Amazon CEO Prime-ing Up for Divorce

By Kanika Ferency posted 02-18-2019 08:34

  

Jeff Bezos, the founder and CEO of Amazon, recently announced that he and his wife of 25 years, MacKenzie Bezos, are splitting. Bezos is currently the world’s richest person, with an estimated net worth of $136.2 billion. The announcement has raised many questions, including the possible division of assets and stocks. It was recently reported that the couple had neither a prenuptial agreement nor a postnuptial agreement. If the parties do not have some sort of agreement, the division of assets will likely be determined by a private mediator or by the court.

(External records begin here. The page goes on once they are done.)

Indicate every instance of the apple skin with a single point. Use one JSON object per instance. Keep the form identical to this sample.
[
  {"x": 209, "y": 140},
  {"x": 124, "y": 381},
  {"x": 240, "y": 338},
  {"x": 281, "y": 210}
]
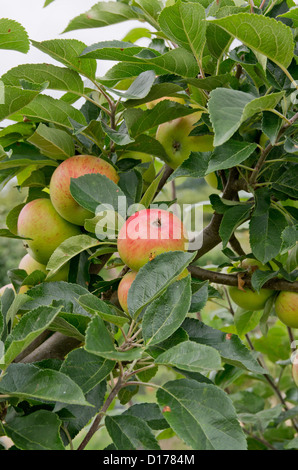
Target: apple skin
[
  {"x": 39, "y": 221},
  {"x": 150, "y": 173},
  {"x": 286, "y": 308},
  {"x": 124, "y": 287},
  {"x": 174, "y": 137},
  {"x": 295, "y": 371},
  {"x": 248, "y": 299},
  {"x": 148, "y": 233},
  {"x": 75, "y": 167}
]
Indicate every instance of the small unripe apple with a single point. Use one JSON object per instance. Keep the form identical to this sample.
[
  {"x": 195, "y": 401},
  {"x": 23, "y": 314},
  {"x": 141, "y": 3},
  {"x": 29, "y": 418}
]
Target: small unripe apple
[
  {"x": 124, "y": 287},
  {"x": 295, "y": 371},
  {"x": 148, "y": 233},
  {"x": 44, "y": 229},
  {"x": 178, "y": 144},
  {"x": 75, "y": 167},
  {"x": 286, "y": 308},
  {"x": 249, "y": 299}
]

The standards of property awards differ depending on the jurisdiction. The Bezoses will likely file for divorce in Washington, where they reside and where Amazon is headquartered. Washington follows a community property theory. In community property states, any and all marital assets and debts are divided equally. But Michigan is an equitable distribution jurisdiction. If the couple were to file for divorce in Michigan, all of their marital assets and debt, which do not include their separate property, would be divided equitably.

Because the Bezoses are also Amazon’s largest shareholders, with roughly 16 percent, the pending divorce has created a frenzy among the company’s investors. The possible impacts to Amazon cannot be determined until some major questions are answered. For example, will MacKenzie sell her division of shareholdings, or will she want a seat on the board? I spoke with Shalini Nangia, partner at Jaffe Raitt Heuer & Weiss and frequent ICLE contributor, about how she would advise MacKenzie on obtaining a good settlement. She responded:

Mackenzie will have to recognize that Jeff’s share of Amazon will be difficult to value. Publicly traded stocks are easy to value, but not necessarily other assets of a business. Also, we will have to analyze how the value of the marital share would be affected if Jeff’s control is diminished by the terms of a settlement. A forced sale of stock or transfer to her could affect the stability of the business. Use of a constructive trust could alleviate these issues if she believes that having Jeff at the helm of Amazon is necessary to have the business grow. If both parties believe that Amazon will be successful with or without Jeff, then perhaps they would split the shares and move on to other ventures.